この研究では、RFDの患者は327人と非難治性機能性ディスペプシア(NRFD)の患者 1,014人、および機能性消化不良ではない人たち100人のデータを分析して、食事行動と機能性ディスペプシアとのあいだに相関関係があるかどうかを調べました。 食事行動のデータの入手にはアンケートを用いました。

結果
主な結果は次のようなものでした:
  • 機能性消化不良ではないグループに比べて、RFD患者およびNRFD患者のグループでは不健全な食事行動をしている人の割合が高かった。
  • RFD患者のうち、上腹部痛症候群(epigastric pain syndrome)を抱えている患者には辛い食品を好む傾向が、そして食後愁訴症候群(postprandial distress syndrome)を抱えている患者には甘い食品や腸内でガスが発生する食品を好む傾向が、NRFD患者に比べて強く見られた。
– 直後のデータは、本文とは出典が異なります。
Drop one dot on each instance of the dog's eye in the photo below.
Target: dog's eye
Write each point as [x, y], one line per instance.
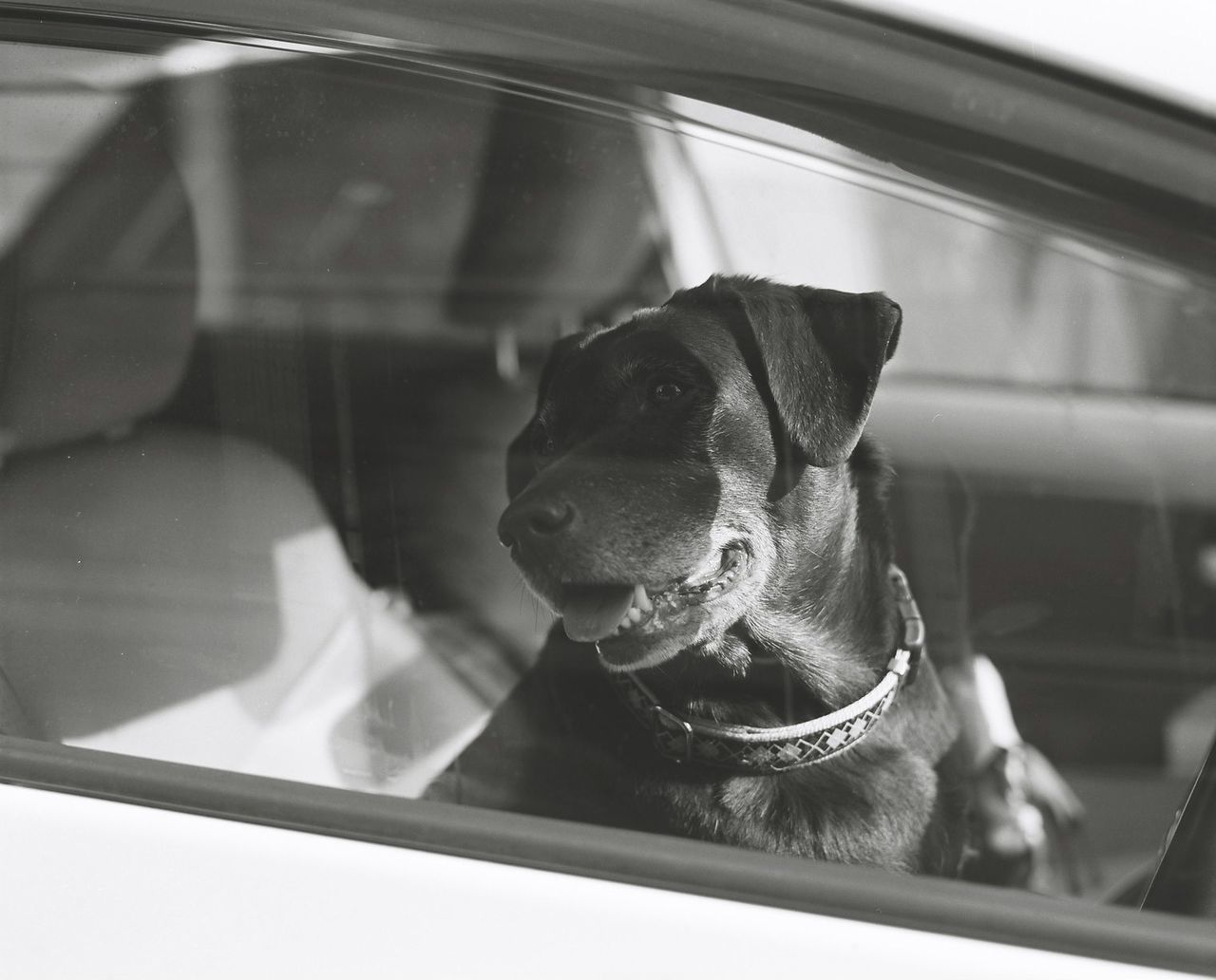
[664, 390]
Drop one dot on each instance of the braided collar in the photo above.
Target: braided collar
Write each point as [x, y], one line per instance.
[759, 750]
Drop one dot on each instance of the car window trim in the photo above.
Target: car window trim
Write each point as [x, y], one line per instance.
[676, 865]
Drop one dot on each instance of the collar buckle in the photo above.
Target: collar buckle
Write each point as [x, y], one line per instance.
[670, 729]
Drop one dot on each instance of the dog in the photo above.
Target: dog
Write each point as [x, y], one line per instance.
[737, 659]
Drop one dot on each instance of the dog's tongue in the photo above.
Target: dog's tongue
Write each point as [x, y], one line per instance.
[591, 612]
  • 上腹部痛症候群と食後愁訴症候群の両方を抱えているRFD患者は、食事を抜いたり、食事回数が多かったりする傾向が強かった(比較対象は不明)。
この結果に基づき研究チームは、①食事回数が不規則(食事を抜く、あるいは逆に食事回数が多い)である、②甘い食品を好む、および③体内でガスが発生する食品参考記事: オナラの原因となる食品を好むという3点がRFDのリスク要因であるとしています。